Terrence Paul

Personal information
- Born: September 14, 1964 (age 62) Oakville, Ontario, Canada

Sport
- Sport: Rowing

Medal record
Representing Canada
Olympic Games
| Gold medal – first place | 1992 Barcelona | Eight |
World Championships
| Silver medal – second place | 1990 Tasmania | Eight |
| Silver medal – second place | 1991 Vienna | Eight |
Summer Universiade
| Bronze medal – third place | 1987 Zagreb | Coxed fours |

= Terrence Paul =

Canadian rower

Terrence Michael "Terry" Paul (born September 14, 1964) is a retired rowing coxswain from Canada. He competed in two consecutive Summer Olympics for his native country, starting in 1988. At his second appearance he was the Coxswain of the team that won the gold medal in the Men's Eights.

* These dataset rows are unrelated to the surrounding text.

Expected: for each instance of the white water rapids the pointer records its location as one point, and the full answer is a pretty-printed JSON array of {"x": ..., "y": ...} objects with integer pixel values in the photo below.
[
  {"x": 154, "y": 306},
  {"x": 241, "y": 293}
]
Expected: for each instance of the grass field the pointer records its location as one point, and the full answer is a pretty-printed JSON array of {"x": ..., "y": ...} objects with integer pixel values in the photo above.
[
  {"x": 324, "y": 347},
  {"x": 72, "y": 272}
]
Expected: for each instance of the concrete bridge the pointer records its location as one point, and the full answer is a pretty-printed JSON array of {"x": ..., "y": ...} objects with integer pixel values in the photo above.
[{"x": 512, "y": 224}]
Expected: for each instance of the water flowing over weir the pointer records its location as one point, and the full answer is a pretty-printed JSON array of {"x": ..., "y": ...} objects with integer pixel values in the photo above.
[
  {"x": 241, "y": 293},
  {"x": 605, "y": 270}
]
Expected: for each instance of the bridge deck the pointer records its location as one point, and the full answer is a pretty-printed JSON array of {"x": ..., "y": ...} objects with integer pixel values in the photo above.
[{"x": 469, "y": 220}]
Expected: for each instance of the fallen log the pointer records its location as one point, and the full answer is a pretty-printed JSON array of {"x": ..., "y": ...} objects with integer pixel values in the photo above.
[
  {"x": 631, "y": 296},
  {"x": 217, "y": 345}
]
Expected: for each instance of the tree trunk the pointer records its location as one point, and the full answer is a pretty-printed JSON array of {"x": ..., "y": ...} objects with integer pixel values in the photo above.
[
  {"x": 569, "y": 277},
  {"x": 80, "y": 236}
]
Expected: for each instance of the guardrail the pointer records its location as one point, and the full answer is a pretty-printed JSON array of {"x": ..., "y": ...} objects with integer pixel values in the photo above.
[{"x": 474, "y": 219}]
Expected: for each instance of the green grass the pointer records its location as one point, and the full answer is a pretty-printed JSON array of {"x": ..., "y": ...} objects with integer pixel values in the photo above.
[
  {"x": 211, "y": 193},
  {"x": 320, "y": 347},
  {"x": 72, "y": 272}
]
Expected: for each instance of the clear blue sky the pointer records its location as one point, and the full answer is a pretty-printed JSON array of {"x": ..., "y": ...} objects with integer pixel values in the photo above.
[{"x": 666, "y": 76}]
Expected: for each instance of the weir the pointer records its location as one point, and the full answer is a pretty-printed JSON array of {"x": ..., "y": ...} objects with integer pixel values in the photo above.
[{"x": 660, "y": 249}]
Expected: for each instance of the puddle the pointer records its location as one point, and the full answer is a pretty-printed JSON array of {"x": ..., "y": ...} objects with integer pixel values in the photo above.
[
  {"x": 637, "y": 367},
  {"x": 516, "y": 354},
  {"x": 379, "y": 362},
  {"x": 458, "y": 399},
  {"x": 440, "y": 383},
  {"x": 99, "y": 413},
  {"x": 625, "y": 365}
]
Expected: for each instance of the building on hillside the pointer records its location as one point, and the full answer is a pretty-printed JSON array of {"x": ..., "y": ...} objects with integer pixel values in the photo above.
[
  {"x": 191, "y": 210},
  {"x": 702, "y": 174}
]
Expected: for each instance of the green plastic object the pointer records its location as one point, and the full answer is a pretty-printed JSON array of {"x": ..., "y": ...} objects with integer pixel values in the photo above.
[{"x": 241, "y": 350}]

Paul has gone on to an extensive coach career in the US College system at Cornell, and then internationally with Canada, Switzerland, and then Canada again. More recently, he was the coach of the Canadian Men's Pair of Dave Calder and Scott Frandsen at the 2008 Summer Olympics. Paul coached the crew to an Olympic Silver Medal.

==Trivia==
Paul accompanied the filming of the Netflix series Crew Girl and helped the cast with their rowing practice.